It's important to evaluate highway safety programs scientifically to find out whether or not they're reducing losses, and if so by how much. But sometimes sound data and analyses are incorrectly interpreted to arrive at unsound conclusions.
This is the caution offered by the University of Toronto's Ezra Hauer, who supplies examples of the pitfalls of misinterpreting scientific findings. One example involves allowing drivers to turn right on red lights after stopping, which was almost universally adopted in response to the oil crisis of the mid-1970s. Several studies of this practice, conducted in 1976-77, found associated crash increases, but the results of individual studies weren't statistically significant. So even though every study pointed to crash increases, policymakers could conclude that safety wasn't being compromised.
But effects that are statistically nonsignificant aren't the same as no effects at all. The initial datasets were small, which means very large effects would have been needed to achieve statistical significance. Later on, after right turn on red had been allowed for years and sample sizes were larger, research did show a statistically significant 20 percent increase in right-turn crashes. The effect on pedestrian crashes was worse (see "Right-turn-on-red laws raise intersection toll," Dec. 9, 1980).
By then, right turn on red had been firmly entrenched. The practice still is in effect, despite the documented adverse safety consequences.
Hauer cites two other examples, one involving whether wider paved shoulders alongside roads would reduce crashes more effectively than narrower shoulders, and another case involving whether raising speed limits produced an increase in motor vehicle deaths. In both cases, initial studies didn't find statistically significant effects. Subsequent analyses based on more data did find definitive effects.
In each case, the confusion involved a statistical exercise known as null hypothesis testing, which long has been regarded as a safeguard against spurious findings. The process involves trying to determine the size of an effect (for example, the increase in crashes after right turn on red), but the estimated size always is subject to variability. So statistical tests are used to determine whether the estimated effect is large enough to imply that the true effect is greater than zero.

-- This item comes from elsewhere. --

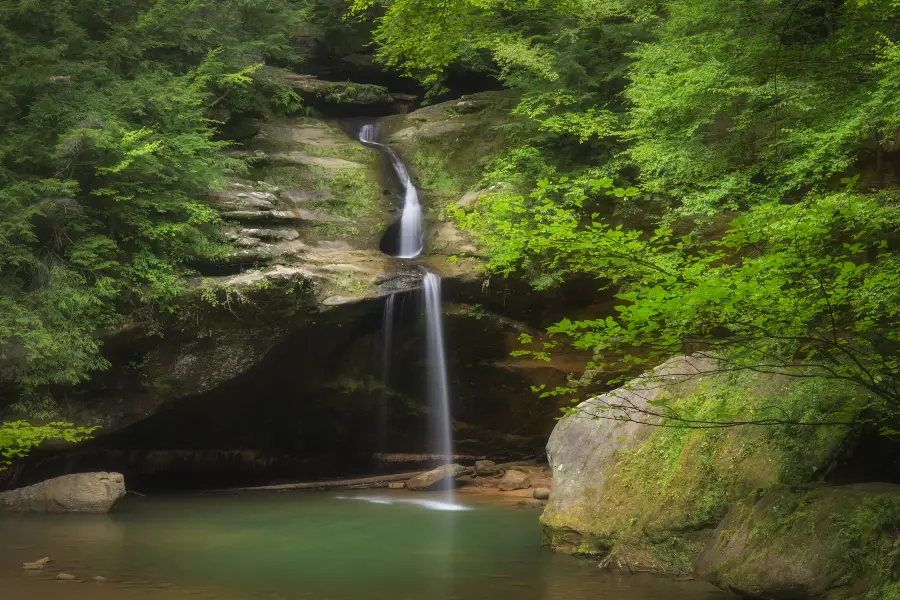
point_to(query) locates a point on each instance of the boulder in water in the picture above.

When estimated effects are nonsignificant, it means the researchers couldn't be confident that the true effects were different from zero. But when separate studies find positive effects that, individually, aren't statistically different from zero, they collectively add weight to the conjecture that the true effect is greater than zero.
A problem arises when descriptors such as "insignificant" or "unimportant" are substituted for a statistical finding of "nonsignificant." Then common understanding of the findings changes from "effects could be zero" to "effects are zero." When such misrepresentations are used to guide highway safety policy decisions, promising programs are ended prematurely and unsafe practices continue indefinitely, costing lives and money.
What to do? Hauer says "the ritual [of null hypothesis testing] is so pervasively misapplied as to be simply unfit for use." Instead he says researchers should estimate the magnitude of each effect and supply measures of the precision of the estimates.
Institute chief operating officer Adrian Lund agrees, saying "promising countermeasures shouldn't be discarded just because the data are insufficient. Researchers should continue to gather data and evaluate results until the findings are definitive. In the meantime, policymakers shouldn't cite inconclusive data to tout their own pet programs or to discredit programs they oppose. This amounts to willy-nilly policymaking, not policy based on science."